Städtebaulich freiraumplanerische Entwurfswerkstatt „Wohnen am Rhein“
„Die Stärke des Entwurfs liegt in einer gut überlegten städtebaulichen Konzeption mit ablesbaren und stufenweise gut zu realisierenden 'Baufeldern'. Im Innern der Baustruktur ergeben Reihenhausgruppen und Mehrfamilienhausangebote die 'Rahmenbildung' des öffentlichen Raumes. Die Grundintention findet dabei große Akzeptanz, jedoch bleiben Zweifel an der Umsetzbarkeit bei einem Projekt, welches im wesentlichen von der Adressenbildung und Gruppierung von Einfamilien- und Doppelhäusern leben wird. Die angebotene Entreesituation, über die kompakten Bauformen [Reihenund Mehrfamilienhäuser] zu den individuellen Gebäudetypen wird kritisch beurteilt.
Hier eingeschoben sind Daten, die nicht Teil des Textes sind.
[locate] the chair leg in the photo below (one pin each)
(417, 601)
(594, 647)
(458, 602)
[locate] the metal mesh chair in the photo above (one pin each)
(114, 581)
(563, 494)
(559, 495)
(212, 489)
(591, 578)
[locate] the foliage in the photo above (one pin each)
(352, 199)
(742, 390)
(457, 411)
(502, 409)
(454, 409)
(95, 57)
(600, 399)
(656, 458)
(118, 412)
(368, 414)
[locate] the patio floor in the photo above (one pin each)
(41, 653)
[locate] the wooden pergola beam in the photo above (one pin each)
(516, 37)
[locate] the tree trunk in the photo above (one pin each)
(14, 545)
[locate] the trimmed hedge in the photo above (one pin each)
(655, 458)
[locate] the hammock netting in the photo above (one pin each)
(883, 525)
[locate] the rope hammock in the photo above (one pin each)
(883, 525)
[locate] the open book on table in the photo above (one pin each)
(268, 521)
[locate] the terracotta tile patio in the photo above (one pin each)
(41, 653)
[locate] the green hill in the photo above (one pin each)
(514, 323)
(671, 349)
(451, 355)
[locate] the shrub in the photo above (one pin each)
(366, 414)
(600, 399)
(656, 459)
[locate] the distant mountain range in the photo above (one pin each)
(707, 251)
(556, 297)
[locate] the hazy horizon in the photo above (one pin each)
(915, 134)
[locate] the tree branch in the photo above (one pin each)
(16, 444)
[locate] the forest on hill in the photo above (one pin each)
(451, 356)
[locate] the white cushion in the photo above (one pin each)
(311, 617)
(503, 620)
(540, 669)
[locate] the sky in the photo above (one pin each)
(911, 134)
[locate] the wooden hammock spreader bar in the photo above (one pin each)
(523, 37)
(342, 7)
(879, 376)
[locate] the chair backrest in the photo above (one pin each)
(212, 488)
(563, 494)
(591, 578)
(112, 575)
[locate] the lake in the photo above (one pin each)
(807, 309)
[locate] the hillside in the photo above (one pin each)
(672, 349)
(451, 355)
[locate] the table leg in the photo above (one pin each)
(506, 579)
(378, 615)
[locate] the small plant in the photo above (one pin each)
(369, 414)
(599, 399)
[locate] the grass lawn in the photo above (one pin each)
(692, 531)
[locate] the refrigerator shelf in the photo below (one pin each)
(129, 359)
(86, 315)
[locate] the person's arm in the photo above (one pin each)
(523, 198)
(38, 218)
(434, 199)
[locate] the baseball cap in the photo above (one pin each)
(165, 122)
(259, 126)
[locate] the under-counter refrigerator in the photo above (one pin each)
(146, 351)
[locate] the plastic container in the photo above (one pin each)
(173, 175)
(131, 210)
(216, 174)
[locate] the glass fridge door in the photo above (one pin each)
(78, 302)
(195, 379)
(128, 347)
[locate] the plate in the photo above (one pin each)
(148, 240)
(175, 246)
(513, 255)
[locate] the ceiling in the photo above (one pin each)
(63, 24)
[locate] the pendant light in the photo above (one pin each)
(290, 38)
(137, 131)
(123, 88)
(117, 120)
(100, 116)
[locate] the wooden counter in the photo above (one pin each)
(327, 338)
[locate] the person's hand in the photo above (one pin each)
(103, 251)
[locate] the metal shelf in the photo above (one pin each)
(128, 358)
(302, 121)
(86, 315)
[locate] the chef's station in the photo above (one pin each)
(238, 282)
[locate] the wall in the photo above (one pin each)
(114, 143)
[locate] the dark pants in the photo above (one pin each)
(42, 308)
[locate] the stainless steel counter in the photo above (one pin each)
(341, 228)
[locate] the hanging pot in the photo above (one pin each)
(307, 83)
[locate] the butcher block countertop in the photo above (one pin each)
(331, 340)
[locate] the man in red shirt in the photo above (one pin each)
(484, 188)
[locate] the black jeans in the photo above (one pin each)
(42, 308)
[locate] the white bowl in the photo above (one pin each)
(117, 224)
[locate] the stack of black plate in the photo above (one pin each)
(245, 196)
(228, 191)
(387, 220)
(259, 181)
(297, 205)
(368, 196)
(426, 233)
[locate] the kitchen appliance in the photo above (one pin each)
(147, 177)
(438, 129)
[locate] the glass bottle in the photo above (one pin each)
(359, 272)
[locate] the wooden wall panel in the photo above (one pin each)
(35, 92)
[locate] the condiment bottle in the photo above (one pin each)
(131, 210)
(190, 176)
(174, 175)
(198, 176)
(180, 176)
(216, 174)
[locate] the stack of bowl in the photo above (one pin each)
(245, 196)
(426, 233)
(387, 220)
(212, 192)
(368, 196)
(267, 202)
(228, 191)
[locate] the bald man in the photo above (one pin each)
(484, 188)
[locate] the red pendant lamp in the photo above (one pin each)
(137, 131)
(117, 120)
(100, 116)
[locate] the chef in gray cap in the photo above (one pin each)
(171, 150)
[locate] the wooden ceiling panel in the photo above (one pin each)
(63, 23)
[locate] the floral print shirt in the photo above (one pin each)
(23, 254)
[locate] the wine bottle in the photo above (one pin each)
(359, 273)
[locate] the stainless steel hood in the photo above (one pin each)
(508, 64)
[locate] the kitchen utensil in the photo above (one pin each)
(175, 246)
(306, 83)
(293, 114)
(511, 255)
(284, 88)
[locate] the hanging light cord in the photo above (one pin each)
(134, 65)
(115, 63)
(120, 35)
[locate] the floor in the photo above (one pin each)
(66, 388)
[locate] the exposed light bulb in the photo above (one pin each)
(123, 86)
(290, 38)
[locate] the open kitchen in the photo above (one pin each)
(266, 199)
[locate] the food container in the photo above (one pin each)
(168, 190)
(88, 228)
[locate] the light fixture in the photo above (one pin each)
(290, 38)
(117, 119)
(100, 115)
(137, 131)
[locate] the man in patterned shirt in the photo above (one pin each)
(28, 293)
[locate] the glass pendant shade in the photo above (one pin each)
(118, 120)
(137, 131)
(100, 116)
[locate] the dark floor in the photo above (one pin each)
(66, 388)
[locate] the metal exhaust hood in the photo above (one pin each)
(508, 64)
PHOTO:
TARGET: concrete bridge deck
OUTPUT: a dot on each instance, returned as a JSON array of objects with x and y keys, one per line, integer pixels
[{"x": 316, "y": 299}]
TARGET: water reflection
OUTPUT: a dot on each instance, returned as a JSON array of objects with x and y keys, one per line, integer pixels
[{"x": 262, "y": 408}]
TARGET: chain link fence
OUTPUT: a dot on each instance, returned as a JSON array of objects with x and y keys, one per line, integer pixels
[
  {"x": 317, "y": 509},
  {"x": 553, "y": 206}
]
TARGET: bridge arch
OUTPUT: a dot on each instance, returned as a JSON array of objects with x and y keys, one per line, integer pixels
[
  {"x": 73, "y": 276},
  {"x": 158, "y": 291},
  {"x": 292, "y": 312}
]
Die Ausnutzung der zur Verfügung stehenden Bauflächen wird zugunsten der identifizierbaren und sehr kompakten Baufelder reduziert. Die daraus resultierende Dichte kann zu Problemen führen. Die angebotene Erschließungsstruktur ist aus dem Gesamtkonzept logisch zu erklären, es bleiben jedoch die Sorgen einer punktuellen Überlastung der Bestandsquartiere, weil über die Erschließungsstraßen als 'Sackgassen' kein direkter Abfluss Richtung Münchener Straße gewährleistet wird. Die vorgelagerten 'Intarsien' des Freiraumkonzeptes sind weder aus dem landschaftlichen noch aus dem siedlungsstrukturellen Zusammenhang zu erklären. Sie wirken vielmehr sehr theoretisch und können nicht überzeugen. Es wird der Versuch unternommen, durch die Freiraumstruktur einprägsame Landschaftsbilder zu erzeugen, die landwirtschaftlich-gärtnerische Nutzungsoption für die nähere Zukunft wird dabei jedoch nicht ausreichend gewürdigt. Die Landschaftsgestaltung wirkt für den Raum überinstrumentalisiert. Ein vernetzendes und übergreifendes Landschaftsthema wird vermisst. Insgesamt eine Arbeit, die durch die einfachen und klaren Baufelder einen diskussionswürdigen Beitrag für die mögliche Entwicklung in Himmelgeist und Itter liefert.”